Gleb Fetisov (Γκλεμπ Φετίσοφ; born 5 June 1966) is an entrepreneur investor, film producer with twice Oscar-nominated movie productions, philanthropist. He holds a PhD and is a professor of economics and finance, former member of the Federation Council for the Voronezh Region (2001—2009) and former chair of Green Alliance party (2012—2015). He is no longer a Russian citizen, and is instead a citizen of Cyprus, where he resides.

== Film production ==
Film producer Gleb Fetisov's works include “Some Like It Cold” (2014); “Chef” (2014) directed by Jon Favreau, starring Dustin Hoffman, Scarlett Johansson, Robert Downey Jr, Sofia Vergara; “The Duelist” (2016) directed by Alexey Mizgirev; “Loveless” (Non-Stop Production and Fetisoff Illusion, 2017) directed by Andrey Zvyagintsev and awarded the Jury Prize at the Cannes Film Festival, the César Award, the Grand Prix at the BFI London Film Festival; a WW2 drama “Sobibor” (2018, Cinema Production, Fetisoff Illusion) starring Konstantin Khabensky and Christopher Lambert; “Tripping in Mexico” (2019); “Iron Mask” (2019) fantasy starring Jackie Chan and Arnold Schwarzenegger (the only fight scene in the history of cinema between these two movie stars); “The Piper” (2022) a horror film based on the medieval legend of the Pied Piper, starring Liz Hurley; “Long Day's Journey into Night” based on the eponymous play by Eugene O'Neill starring Jessica Lange, Ed Harris and Ben Foster (to be released in 2023). “Loveless” was nominated and “Sobibor” was selected for Oscar in the Best Foreign Language Film category in 2018 and in 2019 “Sobibor” was also shown at the United Nations Headquarters in New York. Gleb Fetisov is a member of the Producers Guild of America. He founded Fetisoff Illusion (Europe) – a European film production company.

== Philanthropy ==
At the end of 2019 the Fetisov Charitable Foundation (based in Geneva, Switzerland) established the largest journalism awards in the world – Fetisov Journalism Awards to recognize and reward outstanding journalists across the globe for their selfless work and contribution to the promotion of universal human rights as well as positive impact on human society.

== Persecution ==
On 28 February 2014, Fetisov was arrested by the Russian Investigative Committee on suspicion of fraud as part of criminal investigation into the bankruptcy of My Bank.

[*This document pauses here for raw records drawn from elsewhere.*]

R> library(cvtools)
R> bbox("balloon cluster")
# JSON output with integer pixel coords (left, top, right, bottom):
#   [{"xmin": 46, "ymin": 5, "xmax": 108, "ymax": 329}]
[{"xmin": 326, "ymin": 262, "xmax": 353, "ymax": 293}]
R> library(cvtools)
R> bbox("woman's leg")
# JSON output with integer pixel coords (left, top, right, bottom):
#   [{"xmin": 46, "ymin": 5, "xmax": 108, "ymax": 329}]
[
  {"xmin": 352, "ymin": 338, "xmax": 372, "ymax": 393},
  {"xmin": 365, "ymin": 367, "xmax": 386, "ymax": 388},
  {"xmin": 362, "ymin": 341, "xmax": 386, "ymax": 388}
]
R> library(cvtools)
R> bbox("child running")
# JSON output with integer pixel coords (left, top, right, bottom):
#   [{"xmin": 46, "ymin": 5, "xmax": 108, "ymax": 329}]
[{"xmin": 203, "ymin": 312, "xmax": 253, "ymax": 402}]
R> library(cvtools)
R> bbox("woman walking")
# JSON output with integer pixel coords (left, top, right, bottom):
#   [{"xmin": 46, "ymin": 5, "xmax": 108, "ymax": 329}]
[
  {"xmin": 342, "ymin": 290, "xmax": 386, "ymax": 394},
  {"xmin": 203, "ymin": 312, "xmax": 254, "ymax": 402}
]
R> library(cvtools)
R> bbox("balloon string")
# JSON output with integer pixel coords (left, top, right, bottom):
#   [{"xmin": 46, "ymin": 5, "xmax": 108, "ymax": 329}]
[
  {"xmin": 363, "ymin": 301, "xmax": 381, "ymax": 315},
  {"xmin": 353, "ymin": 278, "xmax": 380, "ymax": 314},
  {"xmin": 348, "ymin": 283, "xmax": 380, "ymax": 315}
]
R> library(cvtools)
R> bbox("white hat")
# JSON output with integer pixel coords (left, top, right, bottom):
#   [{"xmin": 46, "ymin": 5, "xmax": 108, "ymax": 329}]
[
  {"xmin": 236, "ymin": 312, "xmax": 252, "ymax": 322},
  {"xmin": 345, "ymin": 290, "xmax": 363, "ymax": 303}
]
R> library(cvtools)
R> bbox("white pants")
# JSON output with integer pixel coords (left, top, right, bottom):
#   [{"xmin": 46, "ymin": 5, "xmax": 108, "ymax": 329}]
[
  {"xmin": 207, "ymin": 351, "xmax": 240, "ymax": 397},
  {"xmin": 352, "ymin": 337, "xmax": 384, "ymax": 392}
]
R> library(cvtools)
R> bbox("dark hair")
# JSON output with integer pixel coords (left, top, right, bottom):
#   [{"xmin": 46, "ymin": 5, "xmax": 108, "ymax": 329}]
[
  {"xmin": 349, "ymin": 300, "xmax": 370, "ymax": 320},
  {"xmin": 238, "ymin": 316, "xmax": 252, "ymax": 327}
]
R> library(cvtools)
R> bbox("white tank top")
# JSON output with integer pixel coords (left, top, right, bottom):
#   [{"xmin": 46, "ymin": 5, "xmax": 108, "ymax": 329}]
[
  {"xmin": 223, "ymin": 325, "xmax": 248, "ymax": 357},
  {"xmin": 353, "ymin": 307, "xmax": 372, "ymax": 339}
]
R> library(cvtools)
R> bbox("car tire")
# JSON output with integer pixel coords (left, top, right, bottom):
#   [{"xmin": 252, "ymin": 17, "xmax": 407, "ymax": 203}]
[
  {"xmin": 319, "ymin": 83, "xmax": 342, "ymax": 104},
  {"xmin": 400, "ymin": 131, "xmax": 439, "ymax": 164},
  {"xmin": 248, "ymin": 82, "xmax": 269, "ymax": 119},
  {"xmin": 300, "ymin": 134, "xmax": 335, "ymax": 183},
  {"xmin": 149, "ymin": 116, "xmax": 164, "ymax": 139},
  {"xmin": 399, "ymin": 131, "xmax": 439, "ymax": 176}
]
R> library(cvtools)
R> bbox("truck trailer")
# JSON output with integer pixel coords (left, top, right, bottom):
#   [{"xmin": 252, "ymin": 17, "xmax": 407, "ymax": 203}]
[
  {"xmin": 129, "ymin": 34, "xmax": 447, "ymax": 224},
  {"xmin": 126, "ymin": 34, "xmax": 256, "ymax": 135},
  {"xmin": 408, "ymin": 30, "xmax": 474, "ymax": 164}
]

Later in 2014, the European Parliament included Gleb Fetisov in the resolution on Russia as «the leader of an opposition party and movement that was persecuted by the Russian authorities».

In December 2015, he resigned from his position at the Green Alliance Party and withdrew from politics. In 2015, the U.S. Department of State included Gleb Fetisov in the list of persons under “politically motivated unfounded criminal prosecution” in their home country.

In May 2017, the London Court of International Arbitration declared Gleb Fetisov not responsible for the bankruptcy of My Bank.